EUR/USD: A bullish signal has just been generated on the EUR/USD pair. Price made some bullish attempt and it is now above the support line at 1.2000, going towards the resistance line at 1.2050 (which is the first target). The second target is the resistance line at 1.2100.


USD/CHF: This pair is still consolidating. For a directional movement to start, price would either need to go below the supply line at 0.9500 (staying below it); or price would go above the resistance level at 0.9700, causing a bullish signal to be generated. A movement below the support level at 0.9500 would strengthen the overall bearish outlook.


GBP/USD: Although it has consolidated so far this week, there is still a Bullish Confirmation Pattern in the GBP/USD 4-hour chart. When a breakout does occur, it would be in favor of bulls as price is expected to go towards the distribution territories at 1.3550, 1.3600, and 1.3650, which would all be reached before the end of the week.

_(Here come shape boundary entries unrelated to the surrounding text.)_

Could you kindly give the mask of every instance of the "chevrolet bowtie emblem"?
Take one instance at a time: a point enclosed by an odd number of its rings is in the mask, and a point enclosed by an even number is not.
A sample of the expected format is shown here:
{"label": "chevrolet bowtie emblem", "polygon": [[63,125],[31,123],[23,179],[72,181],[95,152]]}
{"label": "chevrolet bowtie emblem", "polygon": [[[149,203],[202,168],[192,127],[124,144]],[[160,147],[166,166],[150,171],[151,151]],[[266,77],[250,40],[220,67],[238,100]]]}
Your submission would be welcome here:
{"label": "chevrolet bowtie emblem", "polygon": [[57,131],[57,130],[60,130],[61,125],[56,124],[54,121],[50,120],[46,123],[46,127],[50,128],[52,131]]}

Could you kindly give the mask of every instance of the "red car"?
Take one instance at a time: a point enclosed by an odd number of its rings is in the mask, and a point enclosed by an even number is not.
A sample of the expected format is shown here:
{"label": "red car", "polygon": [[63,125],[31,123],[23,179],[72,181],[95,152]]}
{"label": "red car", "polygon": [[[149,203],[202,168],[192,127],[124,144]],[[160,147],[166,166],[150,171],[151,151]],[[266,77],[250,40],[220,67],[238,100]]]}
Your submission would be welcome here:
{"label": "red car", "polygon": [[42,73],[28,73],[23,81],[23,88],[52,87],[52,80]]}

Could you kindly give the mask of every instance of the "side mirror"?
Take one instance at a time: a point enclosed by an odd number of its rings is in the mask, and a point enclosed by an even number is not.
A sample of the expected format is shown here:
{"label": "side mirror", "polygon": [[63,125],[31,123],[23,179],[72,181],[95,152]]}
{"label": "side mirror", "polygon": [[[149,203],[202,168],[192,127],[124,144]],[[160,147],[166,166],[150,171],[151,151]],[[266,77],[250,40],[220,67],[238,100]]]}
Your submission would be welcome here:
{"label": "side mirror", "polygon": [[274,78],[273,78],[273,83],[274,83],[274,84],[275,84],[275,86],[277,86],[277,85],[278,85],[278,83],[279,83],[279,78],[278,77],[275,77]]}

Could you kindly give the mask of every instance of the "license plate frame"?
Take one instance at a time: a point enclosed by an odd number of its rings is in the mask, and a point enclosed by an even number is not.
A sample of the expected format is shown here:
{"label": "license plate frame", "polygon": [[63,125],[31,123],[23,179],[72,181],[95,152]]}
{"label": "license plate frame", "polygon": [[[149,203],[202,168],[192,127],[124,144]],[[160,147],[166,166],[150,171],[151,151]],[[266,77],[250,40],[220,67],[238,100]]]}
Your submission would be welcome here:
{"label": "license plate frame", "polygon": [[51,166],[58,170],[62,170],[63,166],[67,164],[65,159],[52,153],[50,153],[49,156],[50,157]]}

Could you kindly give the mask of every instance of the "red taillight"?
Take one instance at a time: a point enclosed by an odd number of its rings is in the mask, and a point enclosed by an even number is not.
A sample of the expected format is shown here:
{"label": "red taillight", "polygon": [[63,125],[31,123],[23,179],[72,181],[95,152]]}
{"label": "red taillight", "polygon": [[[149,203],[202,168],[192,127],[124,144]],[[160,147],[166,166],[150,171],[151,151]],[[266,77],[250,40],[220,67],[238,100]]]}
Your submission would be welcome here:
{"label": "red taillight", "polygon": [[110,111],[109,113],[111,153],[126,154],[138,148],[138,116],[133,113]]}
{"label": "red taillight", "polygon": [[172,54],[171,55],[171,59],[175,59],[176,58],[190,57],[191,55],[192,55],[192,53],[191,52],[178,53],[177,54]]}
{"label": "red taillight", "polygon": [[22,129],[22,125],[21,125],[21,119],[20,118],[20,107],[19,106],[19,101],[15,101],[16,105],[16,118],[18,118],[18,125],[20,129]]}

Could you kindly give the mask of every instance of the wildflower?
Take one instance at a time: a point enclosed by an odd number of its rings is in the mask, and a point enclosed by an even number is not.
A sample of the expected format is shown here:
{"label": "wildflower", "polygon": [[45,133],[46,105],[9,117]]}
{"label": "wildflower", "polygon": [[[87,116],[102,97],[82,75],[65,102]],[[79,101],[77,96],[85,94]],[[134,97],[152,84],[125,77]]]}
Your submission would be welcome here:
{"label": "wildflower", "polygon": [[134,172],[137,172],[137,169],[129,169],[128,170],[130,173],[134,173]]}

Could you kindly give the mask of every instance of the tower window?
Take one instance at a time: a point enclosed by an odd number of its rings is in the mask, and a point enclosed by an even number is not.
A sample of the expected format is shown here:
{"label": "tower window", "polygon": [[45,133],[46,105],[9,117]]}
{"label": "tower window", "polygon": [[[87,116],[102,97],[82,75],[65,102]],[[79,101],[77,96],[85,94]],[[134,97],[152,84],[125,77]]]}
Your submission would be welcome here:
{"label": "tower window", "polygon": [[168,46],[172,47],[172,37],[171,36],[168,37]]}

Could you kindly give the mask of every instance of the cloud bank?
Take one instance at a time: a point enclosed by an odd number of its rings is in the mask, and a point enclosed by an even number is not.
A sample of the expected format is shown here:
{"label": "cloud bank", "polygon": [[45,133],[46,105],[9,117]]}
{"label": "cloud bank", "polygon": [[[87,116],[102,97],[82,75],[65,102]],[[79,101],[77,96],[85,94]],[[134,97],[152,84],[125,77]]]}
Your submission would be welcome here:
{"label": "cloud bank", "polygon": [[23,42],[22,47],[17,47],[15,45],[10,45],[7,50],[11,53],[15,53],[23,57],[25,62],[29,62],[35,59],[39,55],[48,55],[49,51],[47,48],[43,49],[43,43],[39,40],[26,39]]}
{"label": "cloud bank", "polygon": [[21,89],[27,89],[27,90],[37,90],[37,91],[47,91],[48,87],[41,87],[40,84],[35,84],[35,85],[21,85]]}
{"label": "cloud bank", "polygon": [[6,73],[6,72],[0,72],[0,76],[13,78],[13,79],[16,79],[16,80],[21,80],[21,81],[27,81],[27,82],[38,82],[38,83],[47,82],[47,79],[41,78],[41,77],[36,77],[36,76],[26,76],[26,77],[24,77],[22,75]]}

USD/JPY: There has been a slight bearish correction on this currency trading instrument, and that could be the beginning of the expected bearishness in the market (which could happen before the end of this week). The EMA 11 is above the EMA 56 and the RSI period remains above the level 50. This situation would change once price nosedives by 200 pips, swiftly or little by little.


EUR/JPY: This currency trading instrument went upwards by another 160 pips this week, and further upwards movement is possible. However, price is expected to be corrected soon downwards before the end of the week; something that would be somewhat difficult to achieve as long EUR has some stamina in it.